New technology will now enable the Australian Federal Police to build criminal profiles with DNA obtained from crime scenes.
The Massively Parallel Sequencing (MPS) tool will allow forensic police to predict the gender, eye colour, hair colour, and biogeographical ancestry of criminals. This futuristic technology is set to revolutionise crime scene investigations. The purpose of the MPS tool is to narrow down suspects in a case. Instead of having hundreds of potential suspects, through biodata denomination, police can target particular individuals whose DNA profiles match evidence found at a crime scene. Scientists and engineers working on this project predict that the MPS tool in the future will also be able to identify people’s body mass index, height, age, fingerprint patterns, facial features, such as distance between eyes, ear shape, lip fullness, and cheek structure.
Additionally, the Australian Federal Police is collaborating with Geoscience Australia to utilise the MPS tool for environmental DNA. This could be used in the form of dust, soil, water, and drug profiling, and add another layer to crime scene investigation.
This new technology has already been flagged with some drawbacks, primarily in the form of accuracy. The MPS tool has not yet been field-tested but the most important factor on scientists’ minds is how accurate the tool is.
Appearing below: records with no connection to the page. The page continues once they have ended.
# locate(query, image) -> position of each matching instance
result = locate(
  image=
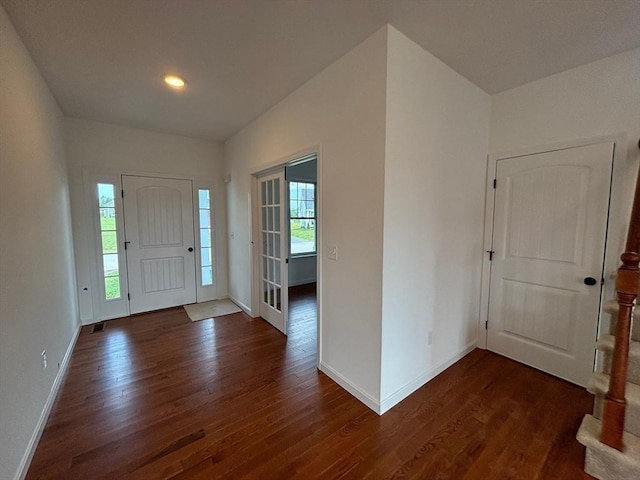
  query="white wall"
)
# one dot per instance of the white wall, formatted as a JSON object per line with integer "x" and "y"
{"x": 105, "y": 147}
{"x": 38, "y": 308}
{"x": 584, "y": 103}
{"x": 303, "y": 270}
{"x": 437, "y": 136}
{"x": 341, "y": 110}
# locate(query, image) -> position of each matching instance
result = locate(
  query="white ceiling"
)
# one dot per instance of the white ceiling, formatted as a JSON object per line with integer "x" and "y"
{"x": 104, "y": 59}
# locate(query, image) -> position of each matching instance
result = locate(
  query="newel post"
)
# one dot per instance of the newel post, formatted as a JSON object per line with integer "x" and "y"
{"x": 627, "y": 290}
{"x": 627, "y": 286}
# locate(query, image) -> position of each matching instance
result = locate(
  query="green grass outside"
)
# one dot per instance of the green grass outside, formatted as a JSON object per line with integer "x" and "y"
{"x": 307, "y": 234}
{"x": 112, "y": 287}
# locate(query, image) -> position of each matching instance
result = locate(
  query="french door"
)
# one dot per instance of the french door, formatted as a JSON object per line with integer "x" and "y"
{"x": 158, "y": 218}
{"x": 273, "y": 248}
{"x": 550, "y": 221}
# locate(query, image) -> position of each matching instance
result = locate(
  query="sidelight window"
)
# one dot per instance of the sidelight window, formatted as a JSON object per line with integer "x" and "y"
{"x": 109, "y": 241}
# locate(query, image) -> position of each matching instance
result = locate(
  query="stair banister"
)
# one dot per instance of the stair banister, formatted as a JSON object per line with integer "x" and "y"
{"x": 627, "y": 290}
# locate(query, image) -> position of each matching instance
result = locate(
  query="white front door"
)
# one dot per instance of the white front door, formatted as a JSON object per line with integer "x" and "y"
{"x": 273, "y": 257}
{"x": 549, "y": 233}
{"x": 159, "y": 240}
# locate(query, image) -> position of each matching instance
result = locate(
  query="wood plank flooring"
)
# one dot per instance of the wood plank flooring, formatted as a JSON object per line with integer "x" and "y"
{"x": 158, "y": 396}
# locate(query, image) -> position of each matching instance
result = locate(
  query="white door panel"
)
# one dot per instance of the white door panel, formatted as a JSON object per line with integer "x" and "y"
{"x": 273, "y": 266}
{"x": 549, "y": 235}
{"x": 159, "y": 234}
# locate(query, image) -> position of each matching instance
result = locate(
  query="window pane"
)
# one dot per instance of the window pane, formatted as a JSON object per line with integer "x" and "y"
{"x": 276, "y": 191}
{"x": 207, "y": 275}
{"x": 109, "y": 242}
{"x": 205, "y": 218}
{"x": 205, "y": 238}
{"x": 107, "y": 219}
{"x": 106, "y": 195}
{"x": 265, "y": 267}
{"x": 205, "y": 254}
{"x": 303, "y": 236}
{"x": 112, "y": 288}
{"x": 276, "y": 276}
{"x": 265, "y": 291}
{"x": 276, "y": 245}
{"x": 110, "y": 265}
{"x": 276, "y": 219}
{"x": 203, "y": 199}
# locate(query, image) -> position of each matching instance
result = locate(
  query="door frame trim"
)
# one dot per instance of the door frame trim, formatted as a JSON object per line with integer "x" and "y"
{"x": 613, "y": 234}
{"x": 270, "y": 167}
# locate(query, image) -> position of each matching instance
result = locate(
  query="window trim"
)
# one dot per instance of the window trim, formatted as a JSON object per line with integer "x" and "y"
{"x": 288, "y": 182}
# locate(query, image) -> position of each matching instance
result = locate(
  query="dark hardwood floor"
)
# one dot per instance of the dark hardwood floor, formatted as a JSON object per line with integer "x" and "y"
{"x": 158, "y": 396}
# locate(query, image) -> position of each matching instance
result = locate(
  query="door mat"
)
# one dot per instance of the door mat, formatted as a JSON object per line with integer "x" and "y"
{"x": 215, "y": 308}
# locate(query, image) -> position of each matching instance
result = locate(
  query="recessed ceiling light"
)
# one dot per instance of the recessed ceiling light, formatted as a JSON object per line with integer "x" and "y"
{"x": 174, "y": 81}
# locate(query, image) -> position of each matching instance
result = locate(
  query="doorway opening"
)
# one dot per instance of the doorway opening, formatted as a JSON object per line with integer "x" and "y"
{"x": 286, "y": 220}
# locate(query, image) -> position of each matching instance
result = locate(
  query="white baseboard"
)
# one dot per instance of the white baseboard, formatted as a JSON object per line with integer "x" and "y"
{"x": 244, "y": 307}
{"x": 418, "y": 382}
{"x": 364, "y": 397}
{"x": 46, "y": 410}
Scientists and engineers working on MPS claim that they have been able to get the age of a suspect within plus or minus four years. Unfortunately, the nuances of DNA profiling will mean that the margin of error must be extremely low. If police become too reliant on this tool it may lead to incorrect predictions and unravel a slew of legal ramifications.
The Australian Federal Police is continuing its internal testing using MPS before release in the next few years. This forensic analysis via DNA technology will be a first for Australian law enforcement.